Grandpa Xu, a terminally ill lung cancer patient, underwent excessive treatments at a hospital despite his deteriorating condition. He was persistently given medications, injections, and IV fluids, even though he couldn't consume many of the prescribed medicines. After his passing, he left over 500,000 yuan in medical bills and three bags of unused medicines. [Story from People’s daily]
In May of this year, China's Central Commission for Discipline Inspection exposed a corruption case involving a hospital in Pu'er city, Yunnan Province. Despite opposition from the hospital leadership, its dean, Yang Wenjun, oversaw the purchase of a tumor treatment device for 35.2 million yuan, from which he personally received a kickback of 16 million yuan, making him a millionaire from this single deal. This instance is just the tip of the iceberg of corruption in the medical field, shedding light on why medical expenses for the public are so high. [source]
The unprecedented intensity of enforcement
The anti-corruption campaign in the healthcare field is not unprecedented.

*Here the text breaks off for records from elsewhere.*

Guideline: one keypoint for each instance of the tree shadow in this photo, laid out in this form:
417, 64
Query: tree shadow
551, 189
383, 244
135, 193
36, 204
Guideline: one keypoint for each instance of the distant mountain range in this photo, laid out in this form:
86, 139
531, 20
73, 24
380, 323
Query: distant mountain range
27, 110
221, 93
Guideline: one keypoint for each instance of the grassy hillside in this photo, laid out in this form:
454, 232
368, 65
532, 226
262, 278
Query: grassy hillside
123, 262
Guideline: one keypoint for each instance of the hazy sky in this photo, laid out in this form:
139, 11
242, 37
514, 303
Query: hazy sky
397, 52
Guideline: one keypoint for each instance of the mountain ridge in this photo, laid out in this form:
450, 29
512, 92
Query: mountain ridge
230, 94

Since the initial nationwide crackdown, nearly every year over the past two decades has witnessed one if not multiple, anti-corruption initiatives targeting the healthcare sector.
However, the intensity of this round of anti-corruption enforcement is unprecedented in its scope and intensity:
"Academic conferences [Baiguan: hotspots where illicit kickbacks and bribery occur] have been postponed, which has never happened in history." Combined with recent media reports of delayed academic conferences in provinces such as Shaanxi and Zhejiang, an industry insider who has worked as a pharmaceutical representative for many years confirmed to Hu Xiu (a media outlet covering China’s business and tech) that this is indeed the "strongest anti-corruption campaign in the history of medicine."
…several medical-related associations such as the Chinese Medical Association, China Non-Public Medical Association, Shaanxi Medical Association, Zhejiang Medical Association, and Guangxi Medical Association announced the postponement of academic conferences. Among them, Guangdong, Guangxi, Zhejiang, and Shaanxi are considered to be the strictest provinces in this round of anti-corruption.
Furthermore, according to the industry platform "Yutu Broker," which provides part-time information services for medical device representatives, many pharmaceutical representatives in various cities including Guangzhou, Xi'an, Kunming, Qinghai, and Guiyang have already taken leave. Many young pharmaceutical representatives are concerned about losing their jobs due to this. Some even jokingly comment, "If you don't visit the hospital, you're afraid of being laid off; if you do visit, you're afraid of being arrested." [Hu Xiu]
More importantly, the focus on high-level figures is more pronounced in this anti-corruption drive compared to previous ones. Since the beginning of 2023, at least 155 hospital directors, executives, and secretaries have been investigated nationwide, which is more than double the total number investigated for bribery in the previous year. The regions involved in the investigation are distributed across many provinces, including Sichuan, Chongqing, Yunnan, Jiangxi, Hunan, Shandong, Guangdong, and Zhejiang. The government's determination is also evident in the establishment of whistleblowing or other reporting mechanisms.